Motta Camastra, Sicily: the Alcantara Gorges and a Godfather hill village
Sheer black walls of basalt rising twenty-five metres above an icy river: the Gole dell'Alcantara, one of the most spectacular natural sights in all of Sicily, lie within the territory of the little hill village of Motta Camastra, in the province of Messina. The columns of dark prismatic rock were not carved by water but formed when lava from Etna cooled suddenly against the river thousands of years ago.
The gorges and the river
The gorge runs for some four hundred metres, and in summer visitors wade and raft through the green pools known as the gurne. The whole valley is protected as the Alcantara river park, and a nearby lava cave, the Grotta dei Cento Cavalli, adds to the area's volcanic curiosities.
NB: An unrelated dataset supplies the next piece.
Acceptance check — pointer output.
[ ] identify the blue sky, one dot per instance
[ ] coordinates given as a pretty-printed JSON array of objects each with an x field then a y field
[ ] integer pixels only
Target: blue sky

A village clinging to the rock
Above the canyon, Motta Camastra itself is a tiny medieval borgo of around 770 people, its houses pressed together on a sandstone ridge at 450 metres, with narrow lanes climbing to the 16th-century mother church of San Michele Arcangelo. The settlement grew up around a castle held from the Middle Ages by the Linguida family, and its dramatic setting so impressed Francis Ford Coppola that he filmed scenes of The Godfather here in 1972.
Getting there
The village sits inland in the Alcantara valley roughly fifteen kilometres from the resort town of Taormina, with Etna and the Ionian coast both within easy reach by car.